Things got a little out of hand, and before the dust settled the Black Brotherhood attempted to raise and bind an ancient evil called the Eater of Souls, using a ritual that required a human body for it to possess. (Guess who they had in mind for the starring role?) Luckily for me they hadn't quite worked out that the Eater of Souls already is incarnate in a body – Angleton's – but before the Seventh Cavalry arrived I discovered the hard way that Nietzsche was right: if you stare into the Abyss for too long it stares into you, and likely finds you crunchy with ketchup and a little relish on the side. Bad dreams ensued all around, and it left me with a disquieting new talent that I've been doing my best to avoid thinking about too hard.
Well, they arrested Iris and her surviving minions and sent them to a camp in the Lake District where it rains sideways five days out of four, all technologies invented after 1933 are forbidden, and if you walk too far beyond the perimeter fence you find yourself walking back towards it. I imagine that's where they live to this day, when they're not answering questions in a room where the patterned carpet makes your eyes burn if you stare at it for too long, and your tongue writhes like a tapeworm in your mouth if you try to stay silent.
As for me, I got to go home four months ago. I finished writing up my confidential report, and the nightmares have mostly stopped: I only dream about the fence of living corpses around the step pyramid on the dead plateau a couple of times a week now, and the hole in my right arm has mostly healed. So I'm all right, at least on paper.
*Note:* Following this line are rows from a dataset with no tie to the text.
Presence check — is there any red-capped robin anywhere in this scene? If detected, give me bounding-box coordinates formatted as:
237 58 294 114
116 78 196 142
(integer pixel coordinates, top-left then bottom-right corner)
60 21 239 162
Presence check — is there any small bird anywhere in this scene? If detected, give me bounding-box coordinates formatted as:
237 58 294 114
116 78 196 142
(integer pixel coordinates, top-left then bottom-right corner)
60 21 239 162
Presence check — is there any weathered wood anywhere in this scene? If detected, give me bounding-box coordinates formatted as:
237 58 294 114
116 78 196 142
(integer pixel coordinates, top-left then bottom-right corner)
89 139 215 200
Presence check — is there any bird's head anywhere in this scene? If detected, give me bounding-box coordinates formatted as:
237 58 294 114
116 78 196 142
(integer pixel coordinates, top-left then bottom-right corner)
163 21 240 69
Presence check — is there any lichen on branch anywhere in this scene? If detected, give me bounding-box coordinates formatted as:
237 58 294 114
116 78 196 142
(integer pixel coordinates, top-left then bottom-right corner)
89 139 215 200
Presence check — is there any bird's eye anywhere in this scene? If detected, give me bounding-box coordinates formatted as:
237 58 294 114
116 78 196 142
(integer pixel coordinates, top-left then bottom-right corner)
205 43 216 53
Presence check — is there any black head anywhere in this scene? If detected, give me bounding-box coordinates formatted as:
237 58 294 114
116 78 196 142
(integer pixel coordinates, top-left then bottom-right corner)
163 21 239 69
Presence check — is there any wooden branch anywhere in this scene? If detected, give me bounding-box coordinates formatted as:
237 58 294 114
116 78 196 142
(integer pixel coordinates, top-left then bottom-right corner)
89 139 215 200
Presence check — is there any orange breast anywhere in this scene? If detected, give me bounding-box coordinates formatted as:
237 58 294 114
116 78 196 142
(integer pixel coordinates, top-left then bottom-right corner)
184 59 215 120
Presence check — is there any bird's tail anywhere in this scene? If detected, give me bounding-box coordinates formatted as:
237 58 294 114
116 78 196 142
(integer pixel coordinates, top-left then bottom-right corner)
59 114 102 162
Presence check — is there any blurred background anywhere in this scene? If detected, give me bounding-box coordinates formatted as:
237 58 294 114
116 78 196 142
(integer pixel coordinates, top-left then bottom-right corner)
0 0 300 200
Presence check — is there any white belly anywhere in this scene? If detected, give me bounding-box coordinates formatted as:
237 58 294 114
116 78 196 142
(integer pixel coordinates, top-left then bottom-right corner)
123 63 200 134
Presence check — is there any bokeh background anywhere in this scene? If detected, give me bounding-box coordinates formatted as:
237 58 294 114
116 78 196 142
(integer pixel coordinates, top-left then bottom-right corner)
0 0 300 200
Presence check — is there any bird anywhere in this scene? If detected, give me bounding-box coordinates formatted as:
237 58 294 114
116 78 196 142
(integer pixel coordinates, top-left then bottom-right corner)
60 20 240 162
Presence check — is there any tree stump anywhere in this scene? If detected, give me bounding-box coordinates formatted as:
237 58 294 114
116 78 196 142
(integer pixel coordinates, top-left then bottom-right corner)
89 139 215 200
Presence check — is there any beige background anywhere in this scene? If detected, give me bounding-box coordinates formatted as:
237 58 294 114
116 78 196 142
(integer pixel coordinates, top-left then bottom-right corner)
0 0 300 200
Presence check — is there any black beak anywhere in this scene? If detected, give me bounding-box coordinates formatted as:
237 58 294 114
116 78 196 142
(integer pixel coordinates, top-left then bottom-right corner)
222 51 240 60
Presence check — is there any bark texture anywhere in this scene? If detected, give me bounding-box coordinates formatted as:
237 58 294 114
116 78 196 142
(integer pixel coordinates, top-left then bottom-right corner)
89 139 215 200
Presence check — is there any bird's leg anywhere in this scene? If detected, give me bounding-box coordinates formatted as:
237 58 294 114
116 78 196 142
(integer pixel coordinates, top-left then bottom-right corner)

A month ago, I went back to work. I'm on light duty for the time being, but I'm sure that'll change once management decides to feed me back into the meat grinder.
Before I continue, I've got a confession to make.
A couple of years ago, Angleton told me to start writing my memoirs. Which should have struck me as really fishy – why on earth should a junior civil servant in an occult intelligence agency be required to write a memoir?